P. Kumar Rao, Christopher Barker, Daniel G. Coit, Richard W. Joseph, Miguel Materin, Ramesh Rengan, Jeffrey Sosman, John A. Thompson, Mark R. Albertini, Genevieve Boland, William E. Carson III, Carlo Contreras, Gregory A. Daniels, Dominick DiMaio, Alison Durham, Ryan C. Fields, Martin D. Fleming, Anjela Galan, Brian Gastman, Kenneth Grossman, Valerie Guild, Douglas Johnson, Giorgos Karakousis, Julie R. Lange, ScM, Kim Margolin, Sameer Nath, Anthony J. Olszanski, Patrick A. Ott, Merrick I. Ross, April K. Salama, Joseph Skitzki, Susan M. Swetter, Evan Wuthrick, Nicole R. McMillian and Anita Engh

The NCCN Guidelines for Uveal Melanoma include recommendations for staging, treatment, and follow-up of patients diagnosed with uveal melanoma of the choroid or ciliary body.
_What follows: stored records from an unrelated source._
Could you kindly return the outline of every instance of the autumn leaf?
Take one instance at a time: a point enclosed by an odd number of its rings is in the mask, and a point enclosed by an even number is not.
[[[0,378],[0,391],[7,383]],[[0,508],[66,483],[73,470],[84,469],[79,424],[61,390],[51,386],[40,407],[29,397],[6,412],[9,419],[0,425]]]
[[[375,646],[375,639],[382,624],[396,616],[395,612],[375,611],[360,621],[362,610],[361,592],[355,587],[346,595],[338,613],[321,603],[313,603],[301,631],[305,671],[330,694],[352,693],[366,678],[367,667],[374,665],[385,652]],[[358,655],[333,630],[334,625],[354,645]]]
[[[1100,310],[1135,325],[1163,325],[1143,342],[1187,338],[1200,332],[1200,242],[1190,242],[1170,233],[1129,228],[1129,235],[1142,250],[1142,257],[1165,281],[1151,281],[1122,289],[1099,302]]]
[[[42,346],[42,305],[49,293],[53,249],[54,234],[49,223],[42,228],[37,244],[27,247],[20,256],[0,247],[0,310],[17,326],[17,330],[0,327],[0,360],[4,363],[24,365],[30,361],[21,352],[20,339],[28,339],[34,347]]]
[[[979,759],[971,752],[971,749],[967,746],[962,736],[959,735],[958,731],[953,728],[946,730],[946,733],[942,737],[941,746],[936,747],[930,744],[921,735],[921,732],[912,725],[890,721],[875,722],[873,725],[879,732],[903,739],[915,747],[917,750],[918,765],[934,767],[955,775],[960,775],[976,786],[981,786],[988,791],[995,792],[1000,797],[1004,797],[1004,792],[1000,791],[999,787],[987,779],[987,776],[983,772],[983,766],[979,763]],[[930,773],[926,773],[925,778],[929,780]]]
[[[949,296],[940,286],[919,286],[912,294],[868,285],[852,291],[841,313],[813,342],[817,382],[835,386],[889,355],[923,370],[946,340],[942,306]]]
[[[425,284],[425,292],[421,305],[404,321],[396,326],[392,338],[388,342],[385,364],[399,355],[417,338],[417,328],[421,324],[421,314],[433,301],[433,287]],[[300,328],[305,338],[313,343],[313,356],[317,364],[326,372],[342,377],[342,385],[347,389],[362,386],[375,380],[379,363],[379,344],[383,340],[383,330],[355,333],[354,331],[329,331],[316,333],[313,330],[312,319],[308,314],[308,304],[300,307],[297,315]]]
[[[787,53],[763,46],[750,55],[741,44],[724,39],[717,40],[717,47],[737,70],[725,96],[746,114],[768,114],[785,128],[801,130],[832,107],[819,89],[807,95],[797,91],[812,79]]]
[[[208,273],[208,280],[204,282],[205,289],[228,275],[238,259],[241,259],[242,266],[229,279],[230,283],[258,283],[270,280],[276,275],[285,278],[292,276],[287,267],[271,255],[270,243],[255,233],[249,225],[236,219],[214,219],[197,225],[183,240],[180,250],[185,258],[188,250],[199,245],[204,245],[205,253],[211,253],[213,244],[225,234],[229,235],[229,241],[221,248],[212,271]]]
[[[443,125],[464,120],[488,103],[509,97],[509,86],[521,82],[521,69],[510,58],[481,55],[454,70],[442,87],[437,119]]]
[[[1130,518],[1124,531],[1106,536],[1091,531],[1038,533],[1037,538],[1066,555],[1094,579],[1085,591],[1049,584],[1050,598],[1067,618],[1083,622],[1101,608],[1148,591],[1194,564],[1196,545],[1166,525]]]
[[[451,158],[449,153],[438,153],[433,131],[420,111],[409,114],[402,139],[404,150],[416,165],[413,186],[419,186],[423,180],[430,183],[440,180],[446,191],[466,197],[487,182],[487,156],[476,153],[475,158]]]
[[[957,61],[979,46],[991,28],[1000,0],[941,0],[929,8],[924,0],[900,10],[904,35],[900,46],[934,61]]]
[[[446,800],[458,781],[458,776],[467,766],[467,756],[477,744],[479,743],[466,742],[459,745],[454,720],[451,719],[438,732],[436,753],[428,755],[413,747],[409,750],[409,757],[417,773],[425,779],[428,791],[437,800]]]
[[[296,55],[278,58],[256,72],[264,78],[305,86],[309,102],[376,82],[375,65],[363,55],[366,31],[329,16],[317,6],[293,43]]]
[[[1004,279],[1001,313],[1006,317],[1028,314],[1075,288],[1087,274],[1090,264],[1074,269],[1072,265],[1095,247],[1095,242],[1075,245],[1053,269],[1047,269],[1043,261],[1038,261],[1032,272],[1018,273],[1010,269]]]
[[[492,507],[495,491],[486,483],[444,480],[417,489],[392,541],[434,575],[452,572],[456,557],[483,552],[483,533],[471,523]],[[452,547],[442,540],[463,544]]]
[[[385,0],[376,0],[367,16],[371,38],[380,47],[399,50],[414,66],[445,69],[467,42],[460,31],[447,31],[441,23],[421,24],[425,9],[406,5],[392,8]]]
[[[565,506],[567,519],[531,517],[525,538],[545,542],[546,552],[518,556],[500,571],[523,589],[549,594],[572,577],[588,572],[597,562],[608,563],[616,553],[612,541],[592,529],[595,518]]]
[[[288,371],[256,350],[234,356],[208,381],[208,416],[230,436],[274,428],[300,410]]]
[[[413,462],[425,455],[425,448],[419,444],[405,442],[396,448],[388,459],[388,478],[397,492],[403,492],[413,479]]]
In addition, because distinguishing between uveal melanoma and benign uveal nevi is in some cases difficult, these guidelines also contain recommendations for workup of patients with suspicious pigmented uveal lesions, to clarify the tests needed to distinguish between those who should have further workup and treatment for uveal melanoma versus those with uncertain diagnosis and low risk who should to be followed and later reevaluated. These NCCN Guidelines Insights describe recommendations for treatment of newly diagnosed nonmetastatic uveal melanoma in patients who have already undergone a complete workup.